Soit une phratrie composée de garçons et de filles, deux espèces du genre “adolescent”. Les garçons sont autorisés à sortir le soir, mais pas les filles. Considérons la situation où cette interdiction de sortir le soir pèse aux filles. Elles peuvent argumenter de multiples façons, par exemple par les conséquences positives qu’auront les sorties nocturnes sur la formation de leur conscience sociale, V. Pragmatique. Elles peuvent également observer que leurs frères sortent, et utiliser un elliptique a pari :

F : — Les garçons sortent bien tous les soirs !

L’ontologie des filles est la suivante :

Genre : adolescent, enfant d’une même famille…
Espèces : {garçon, fille}
“Sortir le soir” est une propriété attachée au genre adolescent, (non pas à l’espèce garçon)
Toutes les espèces peuvent donc s’en réclamer.

Sans surprise, certains parents répondent a contrario :

P : — Oui, mais vous, vous êtes des filles !

Leur ontologie est la suivante :

Genre : adolescent
Espèces : {garçon, fille}
Différence : masculin / féminin ; la différence de genre est construite comme spécifique.

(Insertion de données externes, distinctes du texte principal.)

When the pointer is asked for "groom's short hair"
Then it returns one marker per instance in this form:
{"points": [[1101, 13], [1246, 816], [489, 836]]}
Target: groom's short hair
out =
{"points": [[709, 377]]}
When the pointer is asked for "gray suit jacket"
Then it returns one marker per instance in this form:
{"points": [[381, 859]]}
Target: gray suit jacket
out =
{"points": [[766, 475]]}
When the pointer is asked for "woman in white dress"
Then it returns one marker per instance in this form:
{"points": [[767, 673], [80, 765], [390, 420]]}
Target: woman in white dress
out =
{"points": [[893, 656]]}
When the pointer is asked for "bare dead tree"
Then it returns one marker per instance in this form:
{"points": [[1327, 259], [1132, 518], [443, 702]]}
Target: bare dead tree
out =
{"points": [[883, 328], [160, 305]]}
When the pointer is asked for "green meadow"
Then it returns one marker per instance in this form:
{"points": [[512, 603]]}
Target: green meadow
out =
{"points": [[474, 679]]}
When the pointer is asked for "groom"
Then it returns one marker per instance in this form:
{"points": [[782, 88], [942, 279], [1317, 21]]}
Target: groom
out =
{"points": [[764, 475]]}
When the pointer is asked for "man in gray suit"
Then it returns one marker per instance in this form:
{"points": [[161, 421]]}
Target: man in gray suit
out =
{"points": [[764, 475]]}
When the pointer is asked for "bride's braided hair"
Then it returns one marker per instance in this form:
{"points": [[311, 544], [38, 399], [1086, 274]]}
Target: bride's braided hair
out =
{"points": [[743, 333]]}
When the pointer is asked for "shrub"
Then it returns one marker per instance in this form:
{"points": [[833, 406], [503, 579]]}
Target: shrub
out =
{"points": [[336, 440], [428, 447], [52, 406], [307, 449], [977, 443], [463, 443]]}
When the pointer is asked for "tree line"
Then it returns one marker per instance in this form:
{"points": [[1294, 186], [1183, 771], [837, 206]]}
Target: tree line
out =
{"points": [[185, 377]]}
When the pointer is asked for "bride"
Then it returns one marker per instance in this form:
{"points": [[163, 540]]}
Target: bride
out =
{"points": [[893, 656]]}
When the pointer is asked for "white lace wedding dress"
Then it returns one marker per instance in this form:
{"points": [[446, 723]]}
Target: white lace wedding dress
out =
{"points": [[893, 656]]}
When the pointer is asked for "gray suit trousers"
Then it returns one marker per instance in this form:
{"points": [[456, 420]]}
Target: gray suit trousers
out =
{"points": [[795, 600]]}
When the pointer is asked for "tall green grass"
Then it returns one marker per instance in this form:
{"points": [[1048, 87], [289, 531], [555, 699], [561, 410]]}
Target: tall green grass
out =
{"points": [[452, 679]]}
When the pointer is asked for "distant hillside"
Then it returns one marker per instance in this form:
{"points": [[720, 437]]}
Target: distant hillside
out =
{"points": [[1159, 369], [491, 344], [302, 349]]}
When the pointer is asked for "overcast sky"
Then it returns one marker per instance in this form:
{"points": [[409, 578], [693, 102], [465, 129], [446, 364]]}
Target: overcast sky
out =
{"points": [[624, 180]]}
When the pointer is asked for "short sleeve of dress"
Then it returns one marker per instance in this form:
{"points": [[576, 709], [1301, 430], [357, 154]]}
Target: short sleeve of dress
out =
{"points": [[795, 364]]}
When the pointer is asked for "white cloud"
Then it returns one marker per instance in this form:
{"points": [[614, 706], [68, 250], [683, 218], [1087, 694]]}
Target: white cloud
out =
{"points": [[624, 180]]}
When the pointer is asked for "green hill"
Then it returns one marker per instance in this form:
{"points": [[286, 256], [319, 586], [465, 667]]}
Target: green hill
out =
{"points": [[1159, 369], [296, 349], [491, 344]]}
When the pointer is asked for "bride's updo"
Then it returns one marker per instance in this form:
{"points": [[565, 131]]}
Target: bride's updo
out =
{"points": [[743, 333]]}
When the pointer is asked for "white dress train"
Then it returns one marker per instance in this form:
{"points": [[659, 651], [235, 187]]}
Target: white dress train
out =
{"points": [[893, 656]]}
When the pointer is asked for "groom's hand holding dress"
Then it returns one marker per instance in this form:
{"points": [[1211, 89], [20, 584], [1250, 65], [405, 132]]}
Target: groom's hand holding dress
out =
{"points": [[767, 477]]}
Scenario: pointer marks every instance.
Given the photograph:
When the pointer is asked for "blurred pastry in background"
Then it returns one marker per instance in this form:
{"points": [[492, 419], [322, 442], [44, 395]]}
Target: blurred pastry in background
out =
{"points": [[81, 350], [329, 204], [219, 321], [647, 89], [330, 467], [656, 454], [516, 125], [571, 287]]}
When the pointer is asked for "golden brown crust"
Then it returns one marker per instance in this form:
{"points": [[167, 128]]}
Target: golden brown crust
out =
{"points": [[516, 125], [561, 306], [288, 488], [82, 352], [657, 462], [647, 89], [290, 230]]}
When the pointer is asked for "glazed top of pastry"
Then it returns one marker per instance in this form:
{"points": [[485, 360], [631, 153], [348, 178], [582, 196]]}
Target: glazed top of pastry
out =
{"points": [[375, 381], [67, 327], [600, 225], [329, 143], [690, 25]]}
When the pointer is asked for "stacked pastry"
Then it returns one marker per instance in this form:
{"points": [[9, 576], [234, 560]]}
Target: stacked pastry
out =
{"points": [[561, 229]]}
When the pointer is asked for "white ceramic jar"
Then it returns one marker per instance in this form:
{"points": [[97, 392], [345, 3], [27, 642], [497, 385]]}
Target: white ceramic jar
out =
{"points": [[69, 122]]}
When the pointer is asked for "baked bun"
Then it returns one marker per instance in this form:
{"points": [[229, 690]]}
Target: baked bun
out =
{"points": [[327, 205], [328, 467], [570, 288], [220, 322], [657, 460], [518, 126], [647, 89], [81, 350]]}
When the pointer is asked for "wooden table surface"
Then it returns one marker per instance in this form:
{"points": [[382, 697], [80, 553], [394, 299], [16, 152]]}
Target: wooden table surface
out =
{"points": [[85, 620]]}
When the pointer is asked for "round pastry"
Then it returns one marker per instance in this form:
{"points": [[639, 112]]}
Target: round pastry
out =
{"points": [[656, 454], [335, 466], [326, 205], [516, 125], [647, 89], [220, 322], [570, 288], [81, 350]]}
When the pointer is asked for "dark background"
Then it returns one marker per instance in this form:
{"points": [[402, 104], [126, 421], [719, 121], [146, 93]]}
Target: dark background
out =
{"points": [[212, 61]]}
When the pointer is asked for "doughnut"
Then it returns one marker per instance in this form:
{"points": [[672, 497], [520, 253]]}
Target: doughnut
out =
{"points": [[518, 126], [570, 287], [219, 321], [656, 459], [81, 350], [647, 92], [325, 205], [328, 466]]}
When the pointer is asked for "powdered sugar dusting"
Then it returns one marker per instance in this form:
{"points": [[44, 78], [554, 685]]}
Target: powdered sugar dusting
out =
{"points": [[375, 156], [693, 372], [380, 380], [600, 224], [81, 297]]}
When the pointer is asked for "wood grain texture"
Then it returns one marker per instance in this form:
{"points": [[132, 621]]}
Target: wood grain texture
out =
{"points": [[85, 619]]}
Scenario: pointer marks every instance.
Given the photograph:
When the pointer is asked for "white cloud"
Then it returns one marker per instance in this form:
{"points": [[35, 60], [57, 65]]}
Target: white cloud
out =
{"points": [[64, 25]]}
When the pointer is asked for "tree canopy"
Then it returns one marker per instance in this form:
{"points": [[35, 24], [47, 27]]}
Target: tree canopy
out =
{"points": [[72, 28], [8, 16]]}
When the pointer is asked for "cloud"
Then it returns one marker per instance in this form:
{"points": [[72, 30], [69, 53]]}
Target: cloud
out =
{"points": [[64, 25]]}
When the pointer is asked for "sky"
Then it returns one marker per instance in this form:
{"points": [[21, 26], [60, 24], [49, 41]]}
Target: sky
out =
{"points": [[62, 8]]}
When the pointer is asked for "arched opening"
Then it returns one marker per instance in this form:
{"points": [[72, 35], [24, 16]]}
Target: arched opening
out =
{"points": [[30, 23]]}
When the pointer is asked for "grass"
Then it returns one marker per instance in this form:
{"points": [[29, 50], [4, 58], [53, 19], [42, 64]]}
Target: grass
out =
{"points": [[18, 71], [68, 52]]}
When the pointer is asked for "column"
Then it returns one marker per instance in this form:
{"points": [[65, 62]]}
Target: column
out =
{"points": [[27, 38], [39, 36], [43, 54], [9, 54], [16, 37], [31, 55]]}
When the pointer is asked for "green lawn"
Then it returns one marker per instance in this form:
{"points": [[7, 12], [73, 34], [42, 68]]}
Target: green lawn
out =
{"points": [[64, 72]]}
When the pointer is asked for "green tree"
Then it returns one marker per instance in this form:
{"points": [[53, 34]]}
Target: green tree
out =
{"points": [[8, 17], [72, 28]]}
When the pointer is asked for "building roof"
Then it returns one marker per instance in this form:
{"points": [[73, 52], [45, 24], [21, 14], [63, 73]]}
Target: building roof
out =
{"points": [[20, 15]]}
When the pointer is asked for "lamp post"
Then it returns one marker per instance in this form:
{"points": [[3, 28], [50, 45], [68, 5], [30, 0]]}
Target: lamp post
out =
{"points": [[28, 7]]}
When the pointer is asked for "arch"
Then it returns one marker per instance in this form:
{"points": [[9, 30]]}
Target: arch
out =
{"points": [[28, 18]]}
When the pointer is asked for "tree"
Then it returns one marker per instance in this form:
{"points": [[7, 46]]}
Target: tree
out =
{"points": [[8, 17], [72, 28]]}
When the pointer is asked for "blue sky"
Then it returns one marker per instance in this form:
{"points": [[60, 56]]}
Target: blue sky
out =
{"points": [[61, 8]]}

Par une argumentation par la définition, “sortir le soir” apparaît comme une licence attachée à l’espèce “garçon”, elle fait partie de sa définition. La propriété ne peut être transférée, car elle est une différence liée à l’espèce en tant que telle. L’argumentation a pari fondée sur le genre commun est donc bloquée.

Si a contrario radicalise les oppositions catégorielles, a pari les efface. Il y a donc une solution pour les filles: il leur suffit d’effacer la différence, et de reconstruire sous le genre une catégorie unique, qui permettra de revendiquer l’application de la règle de justice, et pour cela elles doivent :

(i) Construire une nouvelle catégorie, “comme les garçons”, en agissant sur deux fronts.

— Maximiser les activités communes aux garçons et aux filles :

Les garçons et les filles reçoivent la même éducation ; ils et elles ont accès aux mêmes médias ; ils et elles font du judo ; l’école a les mêmes exigences vis-à-vis d’eux et d’elles ; ils et elles partagent les mêmes tâches à la maison et se préparent aux mêmes professions…

— Réduire la différence :

Quand je sors, je suis un garçon” : La question d’être un garçon ou une fille n’est pas un fait biologique, mais un choix d’identité personnelle, qui ne peut (donc) pas motiver une telle interdiction.

(ii) Raisonner par la définition dans cette nouvelle catégorie. La différence, qui à l’intérieur d’un même genre, en séparait les espèces et permettait le fonctionnement de a contrario, est annulée par la création de cette nouvelle catégorie, où la différence biologique est considérée comme socialement non pertinente.